I'm not sure about others, but I was talking about the call to the function
that contains the two resultset SP. No matter how many layers you put
between the SP call at some point you need to call a function that will run
that SP.
The cfstoredproc tag will return both queries regardless, you could
construct the function to return one of the callers choosing, but from a
simplistic approach returning both in either an array or a structure seems
more useful. The point I was making was that you either reference them as:
function()[1] and function()[2]
or:
function().resultsetOne and function().resultsetTwo
one, the structure, exposes more about the function than the other, the
array.
I understand what you're suggesting in your post, something like:
component
getData
SP
resultset1
resultset2
/SP
return resultset
/getData
getFirst
return getData().resultset1
(or return getData()[1])
/getFirst
getSecond
return getData().resultset2
(or return getData()[2])
/getSecond
/component
But within getFirst() and getSecond() you still need to decide how you call
getData and access the two resultsets, struct or array fashion.

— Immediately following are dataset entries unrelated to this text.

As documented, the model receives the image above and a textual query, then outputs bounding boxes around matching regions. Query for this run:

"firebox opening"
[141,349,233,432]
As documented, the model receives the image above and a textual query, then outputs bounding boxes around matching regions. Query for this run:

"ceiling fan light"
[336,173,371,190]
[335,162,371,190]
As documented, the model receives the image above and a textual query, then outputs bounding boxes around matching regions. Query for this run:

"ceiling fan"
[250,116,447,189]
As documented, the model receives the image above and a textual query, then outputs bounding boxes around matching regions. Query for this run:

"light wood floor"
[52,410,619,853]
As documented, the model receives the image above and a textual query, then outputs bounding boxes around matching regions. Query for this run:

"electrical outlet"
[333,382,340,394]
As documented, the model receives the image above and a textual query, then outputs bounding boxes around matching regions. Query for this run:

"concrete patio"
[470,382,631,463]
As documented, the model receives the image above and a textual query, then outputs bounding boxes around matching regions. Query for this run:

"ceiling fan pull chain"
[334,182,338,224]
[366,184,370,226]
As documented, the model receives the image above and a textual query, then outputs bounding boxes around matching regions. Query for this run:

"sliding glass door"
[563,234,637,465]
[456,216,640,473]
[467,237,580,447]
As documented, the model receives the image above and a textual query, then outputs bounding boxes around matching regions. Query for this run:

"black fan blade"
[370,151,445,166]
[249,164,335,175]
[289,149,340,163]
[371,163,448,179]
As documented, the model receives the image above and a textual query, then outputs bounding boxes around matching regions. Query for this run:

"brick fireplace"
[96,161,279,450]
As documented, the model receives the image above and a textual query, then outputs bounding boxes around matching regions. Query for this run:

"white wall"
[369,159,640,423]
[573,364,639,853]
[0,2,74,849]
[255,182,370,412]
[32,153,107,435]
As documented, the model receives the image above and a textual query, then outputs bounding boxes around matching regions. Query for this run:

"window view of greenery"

Not that it's hugely important! :O)
Ade
-----Original Message-----
From: Marc Campeau [mailto:[EMAIL PROTECTED]
Sent: 03 March 2005 15:24
To: CF-Talk
Subject: Re: Stored Procedures in a CFC
I would do it differently (then returning a struct/array with both
recordset). Please give comments/suggestions/whatevers as I'm just
thinking out loud.
In essence, your SP returns two recordsets which don't hold the same
data, they could be related but they are not the same. Why not create
two methods for your CFC each returning one of these recordsets. They
would both use another private method which would run the SP and then
store its results in private variables. It would also ensure that the
SP isn't run again and again if it's been run recently. Two me that's
better encapsulation. The Application doesn't have to know how the CFC
gets the recordsets all it knows is that by calling either of the
methods it will get back the data it needs.